Casa BC by GLR Arquitectos: “Our project is in a privileged topographic situation, due to its visual condition of greater height in relation to the surrounding neighbors. This allows the house to enjoy excellent vistas towards the National Park of Chipinque in the south, as well as towards all of the east, which is dominated in the horizon by the “Cerro de la Silla”, an emblematic hill in the boundaries of the city of Monterrey. The proposed access to the site is located in the North side of it, ascending through a long slope that leads you to the highest level, where the floor plan is located.
With simple, pure geometric volumes, but rather challenging structural solutions, our project intends to evoke an image of lightness within a language of heavy and massive volumes.
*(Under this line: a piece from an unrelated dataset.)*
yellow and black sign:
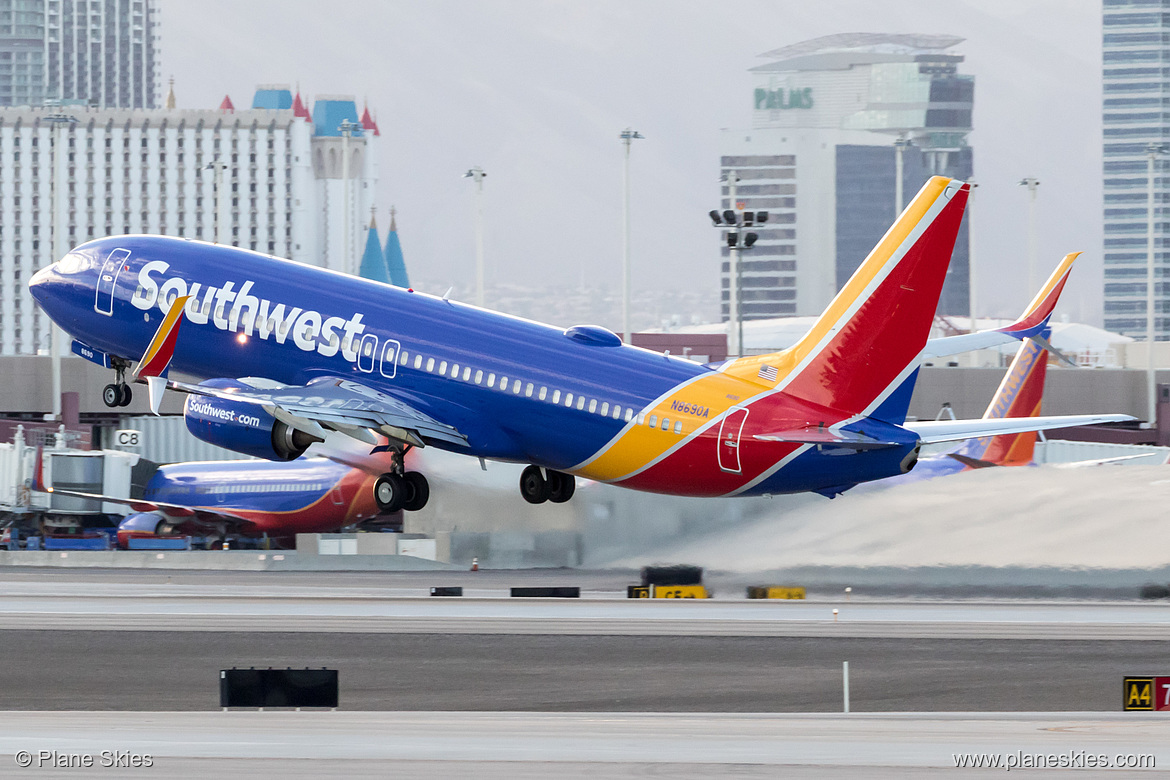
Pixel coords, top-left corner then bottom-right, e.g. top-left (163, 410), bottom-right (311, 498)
top-left (651, 585), bottom-right (708, 599)
top-left (1122, 677), bottom-right (1154, 710)
top-left (748, 585), bottom-right (805, 599)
Although color does not have yet an important presence in our work, this project takes an important step forward into the exploration of new materials, as it is the black granite and the white exposed concrete, in addition to the personality that the great amount of exposed steel elements gives to the building. Finally, it is important to mention that beyond its bio-climatic function, the implementation of green roofs as a way to integrate the landscape, trying to conserve the natural surroundings of the zone, always dominated by the presence of the splendid Sierra Madre mountain range.
The house was conceived like a “Sustainable House” since the beginning, so it has a study on energetic efficiency, which analyzes the sun trajectory and the prevailing winds in diverse seasons of the year. As a result of these studies, the house has diverse systems of isolation, like its double walls with poliisocianurate, an ecological insulator; double windows with low emissivity (Low-E) glass; systems of pluvial water harvesting and gray water treatment for irrigation, solar paddles for pool heating and garden illumination, solar water heaters, hydronic heating systems to reduce the power consumption, south oriented skylights, as well as a landscape project with native vegetation.”